About Daphne's Work
Daphne Koller is a computer scientist who has developed new computational methods for representing knowledge and reasoning at the intersection of traditional logic, probability, uncertainty, and subjective judgment. Her work bridges a longstanding divide in the field of artificial intelligence between efforts to develop an explicit representation of knowledge (for example, in medical diagnosis) and efforts to categorize data based on statistical properties (such as optical character recognition). Koller significantly expanded the utility of Bayesian networks—computational devices for reasoning based on uncertain information—by showing how these structures can be organized in hierarchical, object-oriented networks. She and her colleagues advanced this one step further by developing "probabilistic relational models", admixtures of logical and statistical representations that can implement standard deductive reasoning without exhibiting the fragility of earlier systems to incorrect, incomplete, or uncertain inputs. Probabilistic relational models are capable of extracting knowledge embedded in large databases into a form that can be used for abstract reasoning. These advances find direct application in areas such as commerce, security, and biomedical research; for example, probabilistic relational models have been used to analyze the yeast genome, identifying regulatory roles for several proteins whose function had been previously uncharacterized.

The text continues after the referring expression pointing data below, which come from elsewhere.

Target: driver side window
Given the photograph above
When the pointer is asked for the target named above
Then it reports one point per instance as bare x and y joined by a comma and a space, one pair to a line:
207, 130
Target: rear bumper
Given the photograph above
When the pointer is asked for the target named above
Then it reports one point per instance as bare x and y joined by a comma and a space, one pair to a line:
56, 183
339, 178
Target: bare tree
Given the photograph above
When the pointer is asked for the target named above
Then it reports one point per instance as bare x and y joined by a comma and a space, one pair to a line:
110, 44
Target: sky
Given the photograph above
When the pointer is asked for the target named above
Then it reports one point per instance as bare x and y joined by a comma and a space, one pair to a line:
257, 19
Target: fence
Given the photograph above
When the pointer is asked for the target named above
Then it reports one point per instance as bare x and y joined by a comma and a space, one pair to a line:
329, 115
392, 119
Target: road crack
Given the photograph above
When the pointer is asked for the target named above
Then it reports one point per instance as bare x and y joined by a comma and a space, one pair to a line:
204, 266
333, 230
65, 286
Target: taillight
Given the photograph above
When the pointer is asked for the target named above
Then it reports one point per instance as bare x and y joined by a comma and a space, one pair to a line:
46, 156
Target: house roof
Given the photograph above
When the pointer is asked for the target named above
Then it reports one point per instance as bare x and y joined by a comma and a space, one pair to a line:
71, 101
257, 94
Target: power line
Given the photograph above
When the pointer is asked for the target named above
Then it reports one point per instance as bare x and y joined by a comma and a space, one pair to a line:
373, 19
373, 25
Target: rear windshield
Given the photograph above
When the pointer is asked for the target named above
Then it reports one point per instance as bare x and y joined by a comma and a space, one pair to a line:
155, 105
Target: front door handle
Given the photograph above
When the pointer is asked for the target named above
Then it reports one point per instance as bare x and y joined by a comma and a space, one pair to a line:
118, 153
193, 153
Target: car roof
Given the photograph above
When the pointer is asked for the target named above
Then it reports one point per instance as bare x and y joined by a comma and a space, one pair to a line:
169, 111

Through her research in graphical modeling, Koller has demonstrated the power of probabilistic methods for tackling the hardest problems in knowledge representation, inference, and learning.
Biography
Daphne Koller received a B.Sc. (1985) and a M.Sc. (1986) from the Hebrew University of Jerusalem and a Ph.D. (1993) from Stanford University. Koller was a postdoctoral fellow (1993-1995) at the University of California, Berkeley. In 1995, she joined the Department of Computer Science at Stanford University as an assistant professor and, in 2001, became an associate professor. Her research has been published in journals such as Games and Economic Behavior, Artificial Intelligence, Science, and Nature Genetics.